The more area an access point covers the more variety there will be in the client connection qualities. Some devices will be closer to the AP while some will be at the edge. The devices on the edge will use hundreds of times more time (the minimum rate is 1Mbps) to transmit the same amount of data as the devices close to the AP (at 300/450/600Mbps).

In theory transmitting one megabyte at 1Mbps takes 8 seconds or 8000ms while it takes just 13ms at 600Mbps. In practice you should double those figures to account for the overheads and acknowledgments but still the ratio is 1:600.

So what IS the answer?

Some vendors will give you a figure: 50, 100 or 255 devices. The last one probably just means how many devices the AP can hold in memory at one time. 255 devices competing for air time is an impossible scenario, unless we are talking about the IoT devices sending sensory data once a minute. The 50–100 devices per AP is the well known case when a hotel advertises “We have FREE Wi-Fi!” Yes, they do, but it is useless.

According to 802.11 the theoretical limit is 2007. Most chipsets will set the bar lower: 100, 128, 255 or some other number. There is no point in comparing the figures. They don’t tell anything about the power or quality of the AP.

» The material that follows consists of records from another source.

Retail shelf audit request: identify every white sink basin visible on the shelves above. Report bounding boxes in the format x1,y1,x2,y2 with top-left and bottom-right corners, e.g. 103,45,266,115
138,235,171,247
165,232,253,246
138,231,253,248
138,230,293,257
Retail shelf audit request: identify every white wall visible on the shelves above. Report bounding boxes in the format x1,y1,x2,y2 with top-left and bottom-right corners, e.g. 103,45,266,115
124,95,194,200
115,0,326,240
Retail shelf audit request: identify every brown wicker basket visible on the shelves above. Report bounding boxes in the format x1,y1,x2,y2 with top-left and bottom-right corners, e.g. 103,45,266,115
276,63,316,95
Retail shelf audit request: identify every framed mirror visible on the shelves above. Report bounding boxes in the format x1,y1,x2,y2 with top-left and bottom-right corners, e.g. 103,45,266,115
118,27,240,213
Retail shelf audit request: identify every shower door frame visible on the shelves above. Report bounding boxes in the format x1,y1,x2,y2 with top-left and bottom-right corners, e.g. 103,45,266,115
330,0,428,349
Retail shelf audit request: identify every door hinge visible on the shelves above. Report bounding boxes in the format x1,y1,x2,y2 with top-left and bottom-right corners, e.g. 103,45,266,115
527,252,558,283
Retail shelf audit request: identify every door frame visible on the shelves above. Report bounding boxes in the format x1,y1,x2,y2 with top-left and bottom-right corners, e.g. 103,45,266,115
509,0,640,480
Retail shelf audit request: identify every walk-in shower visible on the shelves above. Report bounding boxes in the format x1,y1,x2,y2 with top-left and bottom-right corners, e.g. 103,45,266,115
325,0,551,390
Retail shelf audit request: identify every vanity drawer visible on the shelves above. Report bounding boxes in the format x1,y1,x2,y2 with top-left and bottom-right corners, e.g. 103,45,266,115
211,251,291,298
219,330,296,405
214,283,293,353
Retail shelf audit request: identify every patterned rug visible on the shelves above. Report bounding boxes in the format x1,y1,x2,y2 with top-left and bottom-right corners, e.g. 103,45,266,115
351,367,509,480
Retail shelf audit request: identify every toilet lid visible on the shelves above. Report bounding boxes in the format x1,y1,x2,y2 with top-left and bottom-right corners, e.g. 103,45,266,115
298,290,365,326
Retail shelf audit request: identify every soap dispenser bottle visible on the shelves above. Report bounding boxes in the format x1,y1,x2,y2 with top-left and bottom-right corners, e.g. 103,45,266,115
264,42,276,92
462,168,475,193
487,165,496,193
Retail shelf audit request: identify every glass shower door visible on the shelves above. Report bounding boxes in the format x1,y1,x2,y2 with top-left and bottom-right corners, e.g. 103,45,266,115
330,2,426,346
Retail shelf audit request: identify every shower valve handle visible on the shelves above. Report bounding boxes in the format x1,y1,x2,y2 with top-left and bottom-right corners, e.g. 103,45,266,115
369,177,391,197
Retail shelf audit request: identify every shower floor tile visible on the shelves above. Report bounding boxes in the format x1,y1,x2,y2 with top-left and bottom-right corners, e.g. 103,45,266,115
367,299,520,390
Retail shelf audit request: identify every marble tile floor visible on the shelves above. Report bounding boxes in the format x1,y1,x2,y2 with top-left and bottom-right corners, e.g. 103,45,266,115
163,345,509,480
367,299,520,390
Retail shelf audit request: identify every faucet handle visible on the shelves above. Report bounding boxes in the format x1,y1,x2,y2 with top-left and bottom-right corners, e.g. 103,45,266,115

One access point can support a high number of clients, if the devices are near by. This is the case for HD or High Density access points some vendors offer. They have a little more memory and a better processor, but the main difference is in the antenna design. The antennas are designed for short range. If all the devices are within the same conference room they can all be connected at 300Mbps at least. The air time can be split into very short slots so everyone gets a share and still have useful bandwidth. These APs are designed to prevent connections from outside the room because those would be slower. You can place multiple HD APs in a large auditorium if necessary since the coverage is designed to be small, at least if you turn the transmit power down.

You can use a couple of dozen of devices per access point as a rule of thumb. If you are designing for a high capacity network, use more APs and smaller cells. There will be less devices in each cell and each one will have a better connection. Both will improve the capacity of the network on its own and together they complement each other. It is a win-win and the cost of modern APs makes this affordable.

If you need more accurate estimates I recommend the Excel models by Andrew von Nagy.

 

6 thoughts on “How many users can one Wi-Fi access point support?”

  1. Seems odd that manufacturers set artificial limits like the 32-client limit as on my netgear nighthawk.

    32 Firesticks streaming video is a far cry from 32 IOTs like WIFI lightbulbs.

    That would be like UPS saying it the same price to ship 32 refrigerators as 32 paperclips!

    1. Perhaps they have a “bigger box” with a higher limit to sell? It is called marketing 🙂 At least still a few years ago there were businesses that promised to take your company to the Internet. You would get a single page web site for just $15 a month. $30 for five pages. If you splurge $50 a month you would get a whopping 15 pages.